Both have learned something strange about the way they approached their athletic lives. They recall feeling that if they didn’t finish at No. 1 or hold down a No. 1 ranking, they could not legitimize themselves as human beings enough to overcome their barely acceptable realities. They went even to the somber extent of plotting their comings-out around their utmost prowess.
“For myself,” Kenworthy said, “when I came out [in 2015], I felt like I needed to be the best, because that was what I thought it would take to be accepted. No one can talk s--- on you if you’re the No. 1 ranked in the world, and so that’s what my whole thing was, and so I made sure that the season before I came out, I was the No. 1-ranked guy in the world, and that was how I wanted to come out. Because I felt like, ‘You can’t argue with that.’ But in the end, no one was trying to argue with it anyway.”
“I actually feel exactly the same,” Rippon said, “where I made sure that when I came out, I was skating very well, so that I would be taken seriously. And after I came out, I won my national title, and . . .
Rippon: “Thank you so much. You’re, like, two years late, but, like, I wasn’t waiting for that.”
Kenworthy: “Happy belated . . . ”
They have found their fellow athletes “overwhelmingly supportive,” Kenworthy said, even as “there’s always going to be a few people who are against you in these areas regardless of whether it’s in sports or not and at this Games.” That figures to be true, still, in 2038, way out there in the future, of which Rippon spoke.
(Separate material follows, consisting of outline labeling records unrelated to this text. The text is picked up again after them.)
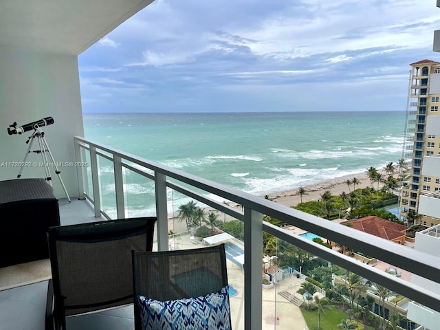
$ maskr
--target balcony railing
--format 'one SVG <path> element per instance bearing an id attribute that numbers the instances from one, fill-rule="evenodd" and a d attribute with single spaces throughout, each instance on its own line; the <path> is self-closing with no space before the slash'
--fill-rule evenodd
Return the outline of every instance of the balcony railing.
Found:
<path id="1" fill-rule="evenodd" d="M 365 255 L 372 256 L 401 270 L 437 283 L 440 278 L 439 257 L 83 138 L 75 137 L 74 142 L 77 160 L 89 164 L 86 168 L 77 168 L 80 179 L 80 192 L 83 192 L 84 196 L 94 204 L 96 215 L 100 215 L 106 208 L 111 210 L 109 202 L 104 203 L 102 199 L 104 184 L 109 185 L 112 192 L 114 191 L 113 205 L 111 206 L 116 209 L 114 217 L 124 217 L 131 212 L 129 203 L 127 203 L 130 195 L 126 186 L 128 174 L 135 175 L 139 179 L 152 183 L 153 188 L 150 193 L 154 195 L 159 250 L 168 250 L 169 244 L 168 220 L 168 214 L 170 211 L 173 214 L 173 210 L 168 210 L 171 201 L 167 190 L 177 191 L 244 223 L 243 296 L 244 329 L 246 330 L 260 329 L 263 327 L 261 274 L 263 232 L 440 311 L 440 295 L 265 222 L 263 216 L 279 219 L 284 223 L 325 237 L 355 251 L 362 251 Z M 113 172 L 113 179 L 105 183 L 102 182 L 102 163 L 104 163 L 107 170 L 111 168 Z M 233 208 L 219 201 L 230 201 L 241 206 L 241 208 Z"/>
“You know, I think that right now, I think Gus and I are sort of pegged as ‘the gay Olympians,’ ” he said. “And I think, at the end of the day, that we’re just Olympians. And I think we’re ‘gay Olympians,’ and the next gay Olympians will just be called Olympians, and I think that’s what we really hope, that it won’t be a story. It shouldn’t be a story, but, you know, right now, it is, and I think that people recognize that it is, but I hope that in 2038, that those ‘out’ athletes on the team, that nobody’s interested in that story because it’s old news and everybody is comfortable to be themselves.”